UV Light Induced Fluorescence Recovery of GFP After Photobleaching in Microscopy Imaging
Keywords:fluorescence microscopy, fluorescence recovery after photobleaching, GFP, image analysis, sample preparation
Fluorescence microscopy has become one of the most important tools for biologists to visualize and study organelles and molecules in a cell. Fluorescent markers are used to visualize specific molecules. One of the most used markers is green fluorescent protein (GFP), which can be expressed along with a protein of interest. However, it is known that the intensity of fluorescence decreases with observation time. To combat this problem, researchers and companies have developed protocols and additives to mitigate photobleaching. In this study, we tested the effects of the three most used culture media on photobleaching and developed a new approach of short-wavelength fluorescence recovery after photobleaching (FRAP). Photobleaching was analyzed by comparing pixel brightness on images taken with a fluorescence microscope. We determined photobleaching of GFP-expressing cells from images taken with a fluorescence microscope by comparing pixel brightness. Statistical analysis was performed to determine the average bleaching for specific culture media.
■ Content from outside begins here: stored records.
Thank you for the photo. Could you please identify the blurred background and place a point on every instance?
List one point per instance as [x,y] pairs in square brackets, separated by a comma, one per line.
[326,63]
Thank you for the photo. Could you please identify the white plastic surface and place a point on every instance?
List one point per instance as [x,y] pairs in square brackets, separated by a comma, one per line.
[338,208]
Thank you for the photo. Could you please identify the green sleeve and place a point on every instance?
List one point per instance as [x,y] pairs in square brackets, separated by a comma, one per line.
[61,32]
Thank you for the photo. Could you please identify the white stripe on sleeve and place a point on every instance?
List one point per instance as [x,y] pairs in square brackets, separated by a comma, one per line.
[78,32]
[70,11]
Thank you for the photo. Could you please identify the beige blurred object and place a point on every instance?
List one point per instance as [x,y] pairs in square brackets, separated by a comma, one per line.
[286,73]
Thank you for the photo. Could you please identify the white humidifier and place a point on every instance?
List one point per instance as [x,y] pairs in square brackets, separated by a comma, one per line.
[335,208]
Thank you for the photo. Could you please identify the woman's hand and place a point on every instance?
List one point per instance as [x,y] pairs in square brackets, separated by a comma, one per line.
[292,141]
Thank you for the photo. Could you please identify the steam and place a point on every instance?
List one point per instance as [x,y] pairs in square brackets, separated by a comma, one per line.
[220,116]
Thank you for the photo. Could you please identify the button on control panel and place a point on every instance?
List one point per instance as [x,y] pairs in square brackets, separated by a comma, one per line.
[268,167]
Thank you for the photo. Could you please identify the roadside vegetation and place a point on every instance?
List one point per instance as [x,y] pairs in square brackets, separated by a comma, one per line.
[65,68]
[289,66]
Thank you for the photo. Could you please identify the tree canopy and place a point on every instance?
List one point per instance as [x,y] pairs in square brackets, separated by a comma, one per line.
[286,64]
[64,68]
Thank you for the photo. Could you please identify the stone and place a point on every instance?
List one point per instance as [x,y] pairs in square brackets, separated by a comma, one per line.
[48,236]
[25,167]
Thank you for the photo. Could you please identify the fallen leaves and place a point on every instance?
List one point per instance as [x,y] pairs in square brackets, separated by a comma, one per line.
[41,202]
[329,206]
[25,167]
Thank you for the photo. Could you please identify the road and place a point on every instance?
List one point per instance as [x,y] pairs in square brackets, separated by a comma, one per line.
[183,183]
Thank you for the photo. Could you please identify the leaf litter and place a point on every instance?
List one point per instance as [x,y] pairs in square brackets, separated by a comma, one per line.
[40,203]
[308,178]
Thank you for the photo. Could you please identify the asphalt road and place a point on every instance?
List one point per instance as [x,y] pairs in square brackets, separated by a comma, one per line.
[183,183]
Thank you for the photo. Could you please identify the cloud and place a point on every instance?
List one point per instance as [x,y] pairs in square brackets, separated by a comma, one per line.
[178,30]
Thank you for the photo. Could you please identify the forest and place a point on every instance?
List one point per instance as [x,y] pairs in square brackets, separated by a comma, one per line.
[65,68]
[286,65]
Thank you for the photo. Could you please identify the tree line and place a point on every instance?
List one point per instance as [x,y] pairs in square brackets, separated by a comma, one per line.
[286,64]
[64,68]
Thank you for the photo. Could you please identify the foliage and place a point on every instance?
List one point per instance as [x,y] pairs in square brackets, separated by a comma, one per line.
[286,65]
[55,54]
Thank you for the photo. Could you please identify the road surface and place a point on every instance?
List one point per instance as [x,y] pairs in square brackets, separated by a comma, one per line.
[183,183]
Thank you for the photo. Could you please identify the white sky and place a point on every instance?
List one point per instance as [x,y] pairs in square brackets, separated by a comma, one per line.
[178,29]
The culture media analyzed had no significant effect on the photobleaching of GFP. However, a brief UV burst (15 sec) restores > 50% of the original fluorescence and neither increases ROS nor decreases cell viability. To avoid artifacts in image analysis and interpretation, our study suggests using this simple method of GFP fluorescence recovery with UV light induced FRAP to extend the fluorescence lifetime and imaging of GFP molecules.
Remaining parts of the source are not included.